Urdu is Pakistan 's national language. However, Chinese expertise is very negligible in Pakistan and the Asian nations. Yet fewer research has been undertaken in the area of computer translation on Chinese to Urdu. In order to solve the above problems, we designed of an electronic dictionary for Chinese-Urdu, and studied the sentence-level machine translation technology which is based on deep learning. The Design of an electronic dictionary Chinese-Urdu machine translation system we collected and constructed an electronic dictionary containing 24000 entries from Chinese to Urdu. For Sentence we used English as an intermediate language, and based on the existing parallel corpus of Chinese to English and English to Urdu, we constructed a bilingual parallel corpus containing 66000 sentences from Chinese to Urdu.

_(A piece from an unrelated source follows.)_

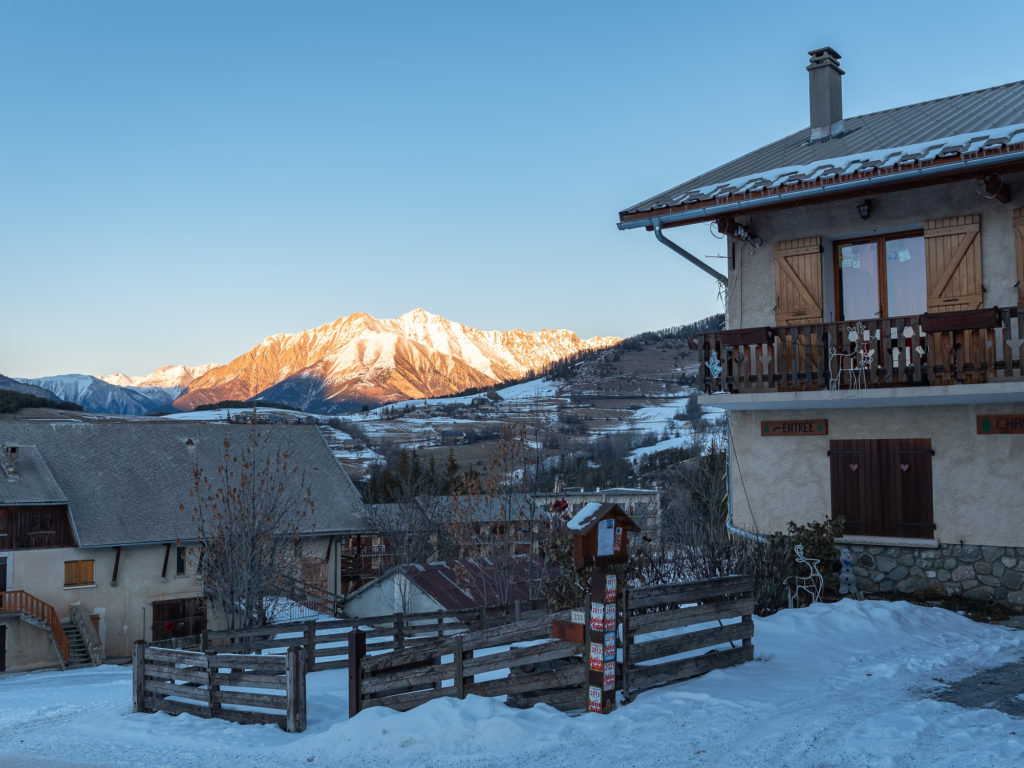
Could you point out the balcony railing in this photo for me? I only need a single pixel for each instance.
(970, 347)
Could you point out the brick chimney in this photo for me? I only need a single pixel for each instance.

The Corpus has trained by using two NMT Models (LSTM,Transformer Model) and the above two translation model were compared to the desired translation, with the help of bilingual valuation understudy (BLEU) score. On NMT, The LSTM Model is gain of 0.067 to 0.41 in BLEU score while on Transformer model, there is gain of 0.077 to 0.52 in BLEU which is better than from LSTM Model score. Furthermore, we compared the proposed model with Google and Microsoft translation.

Keywords


Chinese, Urdu, Neural Machine Translation, Deep Learning, Bilingual Electronic Dictionary.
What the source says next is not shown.